CourtDas Bundesverwaltungsgericht
Judgment Date27 Septiembre 2021
ECLIDE:BVerwG:2021:270921U8C31.20.0
Neutral CitationBVerwG 8 C 31.20
CitationBVerwG, Urteil vom 27.09.2021 - 8 C 31.20 -
Applied RulesGG Art. 5 Abs. 1, Art. 20 Abs. 1, Art. 28 Abs. 1 Satz 1, Art. 103 Abs. 1,VwGO § 43 Abs. 1, § 108 Abs. 1 und 2,GO NRW § 48 Abs. 2 Satz 1, § 56 Abs. 2 Satz 1 Halbs. 2
Registration Date14 Diciembre 2021
Subject MatterKommunalrecht, einschließlich des Kommunalwahlrechts
Record Number270921U8C31.20.0

BVerwG 8 C 31.20

  • VG Gelsenkirchen - 12.07.2018 - AZ: VG 15 K 5404/15
  • OVG Münster - 07.10.2020 - AZ: OVG 15 A 2750/18

In der Verwaltungsstreitsache hat der 8. Senat des Bundesverwaltungsgerichts
auf die mündliche Verhandlung vom 27. September 2021
durch die Vorsitzende Richterin am Bundesverwaltungsgericht Dr. Held-Daab,
die Richterin am Bundesverwaltungsgericht Hoock,
den Richter am Bundesverwaltungsgericht Dr. Keller,
die Richterin am Bundesverwaltungsgericht Dr. Rublack und
den Richter am Bundesverwaltungsgericht Dr. Seegmüller
für Recht erkannt:

  1. Die Revisionen werden zurückgewiesen
  2. Die Beteiligten tragen die Kosten des Revisionsverfahrens jeweils zur Hälfte
Gründe I

1 Die Klägerin begehrt die Feststellung, dass die im öffentlichen Teil der Ratssitzung des Beklagten am 26. November 2015 gefassten Beschlüsse unwirksam sind.

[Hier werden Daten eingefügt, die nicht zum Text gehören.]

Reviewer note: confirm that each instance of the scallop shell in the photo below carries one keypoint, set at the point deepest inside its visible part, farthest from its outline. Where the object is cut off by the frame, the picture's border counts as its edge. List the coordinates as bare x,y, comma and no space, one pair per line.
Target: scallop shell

2 Der Bürgermeister der Stadt G. berief eine Ratssitzung für den 26. November 2015 ein. Im Mittelpunkt der Tagesordnung stand der mögliche Ausbau der B 224 zur Autobahn A 52. Wegen des erwarteten großen Zuschauerinteresses vergab die Verwaltung für die Ratssitzung Eintrittskarten. Von den im Ratssaal verfügbaren 73 Plätzen wurden acht der Presse, neun verschiedenen Funktionsträgern und sieben dem Bürgermeister zur Verfügung gestellt. Die im Rat vertretenen Fraktionen erhielten insgesamt 25 Karten, die ihnen im Verhältnis zu ihrem Stimmenanteil bei der Kommunalwahl 2014 zugeteilt wurden.

3 Am 17. Dezember 2015 hat die Klägerin Klage erhoben und geltend gemacht, dieses Vergabesystem verletze den Grundsatz der Sitzungsöffentlichkeit und führe zur Unwirksamkeit der in der Ratssitzung gefassten Beschlüsse. Das Verwaltungsgericht hat festgestellt, die Beschlüsse des Beklagten aus dem öffentlichen Teil der Ratssitzung seien unwirksam. Das Oberverwaltungsgericht hat dieses Urteil teilweise geändert und festgestellt, dass der Beklagte die Organrechte der Klägerin verletzt habe, indem er mit der Durchführung der Ratssitzung gegen den Grundsatz der Sitzungsöffentlichkeit verstoßen habe; im Übrigen hat es die Klage abgewiesen.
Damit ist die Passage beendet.